Gigi is free fed dry food throughout the day, but if she didn't eat well that day, then we soften up her food with some water in the late afternoon and than she will eat it all. On Saturdays, she gets a special meal of chicken and vegetables in place of wetting down her food. 

We have been doing this since we got her at 5.5 months and she is now almost 10 months old.


----------



## drclee (Jul 16, 2008)

Jack & Jill are 1 year, 2 months and I feed them twice a day.


----------



## sassy's mommy (Aug 29, 2005)

For yrs. I free fed and Sassy had food down 24/7. For the past 8 months or so I feed Sassy twice a day, 1/4c at lunch and 1/4c at dinner.


----------



## Bonnie's Mommie (Mar 2, 2006)

I feed Bonnie twice a day.


----------



## PuttiePie (Nov 22, 2006)

Three times a day for both, Puttie is going to be 3 years old in May and Baby will be 2 in April. They eat one coffee scoop of NB Venison and Sweet Potato 3 times a day...Baby doesn't usually eat all her food in one day though...( she weighs 3.6 pounds)...Puttie sure does!!


----------



## LJSquishy (Feb 27, 2008)

I free feed London. I fed her 2x per day (1/4 cup each meal) for a few months, and she just kept wanting more and more and ended up overeating. Now that she is free fed, she just eats when she's actually hungry, and ends up eating less to maintain a healthy weight.


----------



## I found nemo (Feb 23, 2006)

I feed at 6am and 6pm :biggrin: so thats 2x a day


----------



## angelsugar (Apr 22, 2006)

While they were puppies, free reign over food and water, of course.

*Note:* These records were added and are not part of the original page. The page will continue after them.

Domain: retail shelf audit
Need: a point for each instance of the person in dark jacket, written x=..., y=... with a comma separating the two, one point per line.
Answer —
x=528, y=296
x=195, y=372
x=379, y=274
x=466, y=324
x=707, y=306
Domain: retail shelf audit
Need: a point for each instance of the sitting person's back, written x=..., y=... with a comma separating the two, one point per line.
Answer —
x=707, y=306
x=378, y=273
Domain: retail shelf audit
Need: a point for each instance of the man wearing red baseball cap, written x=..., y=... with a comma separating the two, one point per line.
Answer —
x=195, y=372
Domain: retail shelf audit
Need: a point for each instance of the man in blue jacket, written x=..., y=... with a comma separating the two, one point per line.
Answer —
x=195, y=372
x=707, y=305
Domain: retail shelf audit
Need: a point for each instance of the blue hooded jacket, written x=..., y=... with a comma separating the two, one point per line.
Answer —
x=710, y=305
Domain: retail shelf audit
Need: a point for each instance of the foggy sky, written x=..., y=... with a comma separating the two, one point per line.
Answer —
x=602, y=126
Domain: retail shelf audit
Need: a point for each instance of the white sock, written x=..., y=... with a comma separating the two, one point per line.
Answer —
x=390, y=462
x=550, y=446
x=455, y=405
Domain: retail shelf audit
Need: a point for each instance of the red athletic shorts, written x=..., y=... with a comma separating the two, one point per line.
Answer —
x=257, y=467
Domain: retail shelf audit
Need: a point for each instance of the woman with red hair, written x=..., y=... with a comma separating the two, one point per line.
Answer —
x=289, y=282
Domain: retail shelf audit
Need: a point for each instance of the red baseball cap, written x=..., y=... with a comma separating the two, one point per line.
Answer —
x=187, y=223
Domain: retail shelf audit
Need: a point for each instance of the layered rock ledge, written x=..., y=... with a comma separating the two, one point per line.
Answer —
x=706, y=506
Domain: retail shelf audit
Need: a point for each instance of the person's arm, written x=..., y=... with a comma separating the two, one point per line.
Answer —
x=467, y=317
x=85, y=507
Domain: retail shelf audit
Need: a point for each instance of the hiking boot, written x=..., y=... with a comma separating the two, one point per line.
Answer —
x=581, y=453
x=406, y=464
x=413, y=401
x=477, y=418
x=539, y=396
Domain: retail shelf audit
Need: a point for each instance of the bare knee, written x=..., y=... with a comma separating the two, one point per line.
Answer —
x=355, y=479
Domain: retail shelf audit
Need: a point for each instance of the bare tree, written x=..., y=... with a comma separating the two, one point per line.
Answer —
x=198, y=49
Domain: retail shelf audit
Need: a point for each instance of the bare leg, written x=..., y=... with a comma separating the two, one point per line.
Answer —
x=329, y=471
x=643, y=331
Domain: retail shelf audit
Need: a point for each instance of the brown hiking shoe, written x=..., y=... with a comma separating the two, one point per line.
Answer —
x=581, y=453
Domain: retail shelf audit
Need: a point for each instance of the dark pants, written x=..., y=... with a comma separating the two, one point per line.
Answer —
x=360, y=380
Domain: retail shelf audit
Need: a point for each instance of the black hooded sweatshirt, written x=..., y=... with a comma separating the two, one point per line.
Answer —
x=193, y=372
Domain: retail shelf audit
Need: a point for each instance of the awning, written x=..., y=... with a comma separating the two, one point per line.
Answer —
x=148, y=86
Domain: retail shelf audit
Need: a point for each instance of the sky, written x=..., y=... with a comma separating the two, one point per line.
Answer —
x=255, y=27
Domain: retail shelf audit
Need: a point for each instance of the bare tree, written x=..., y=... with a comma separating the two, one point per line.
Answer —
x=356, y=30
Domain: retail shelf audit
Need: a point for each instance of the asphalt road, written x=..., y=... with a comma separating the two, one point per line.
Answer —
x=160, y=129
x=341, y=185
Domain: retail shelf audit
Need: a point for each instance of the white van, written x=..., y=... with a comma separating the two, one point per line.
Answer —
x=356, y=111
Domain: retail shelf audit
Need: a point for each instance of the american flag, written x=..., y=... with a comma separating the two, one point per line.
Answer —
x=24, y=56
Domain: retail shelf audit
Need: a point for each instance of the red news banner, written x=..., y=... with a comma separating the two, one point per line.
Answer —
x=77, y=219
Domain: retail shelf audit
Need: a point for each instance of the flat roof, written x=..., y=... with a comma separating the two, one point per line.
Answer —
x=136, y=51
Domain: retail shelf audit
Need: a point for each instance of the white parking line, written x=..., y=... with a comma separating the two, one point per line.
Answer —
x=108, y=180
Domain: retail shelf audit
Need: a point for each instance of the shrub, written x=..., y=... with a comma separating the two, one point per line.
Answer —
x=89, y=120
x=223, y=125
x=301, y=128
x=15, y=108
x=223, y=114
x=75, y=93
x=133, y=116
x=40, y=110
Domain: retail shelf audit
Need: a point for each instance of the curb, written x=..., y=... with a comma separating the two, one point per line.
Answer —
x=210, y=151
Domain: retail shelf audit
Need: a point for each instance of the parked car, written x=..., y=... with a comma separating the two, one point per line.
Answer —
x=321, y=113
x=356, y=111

Now, at 3 years old....twice a day. El is a piglet.


----------



## jmm (Nov 23, 2004)

Mine eat twice a day once they're 6 months old.


----------



## jodublin (Sep 27, 2006)

3 times a day up untill 3 months ...then twice a day , lots of water, :wub:


----------



## Hunter's Mom (Dec 8, 2008)

2 times a day and we vary the time so that if we are traveling we don't have a problem. Hunter doesn't beg in the morning for his meal - he does a little at night but not at all in the morning. 

My mother-in-law feeds three times a day and it always annoys me when they want to travel even take a day trip and we have to rush or replan our day to make sure she is fed. In my opinion 2 times a day is the best plan (unless your dog can be a grazer - my Hunter can't he would eat both servings all at once)


----------



## theboyz (Jan 10, 2007)

We leave the dry food out for them to graze on and they get a small amount of canned ( Tbls maybe ) morning and at night.


----------



## Missy&Maggie (Jun 17, 2007)

Maggie and Abbie are twice a day.


----------



## aea6574 (Feb 18, 2006)

We free feed the hounds.

Fill up their small food bowl in the morning and they seem to nibble at various times of the day. Bibi is still skinny while Bacchus has an extra pound or two.


----------



## dwerten (Oct 6, 2007)

2x's a day and my ibd dog 3xs a day smaller portions


----------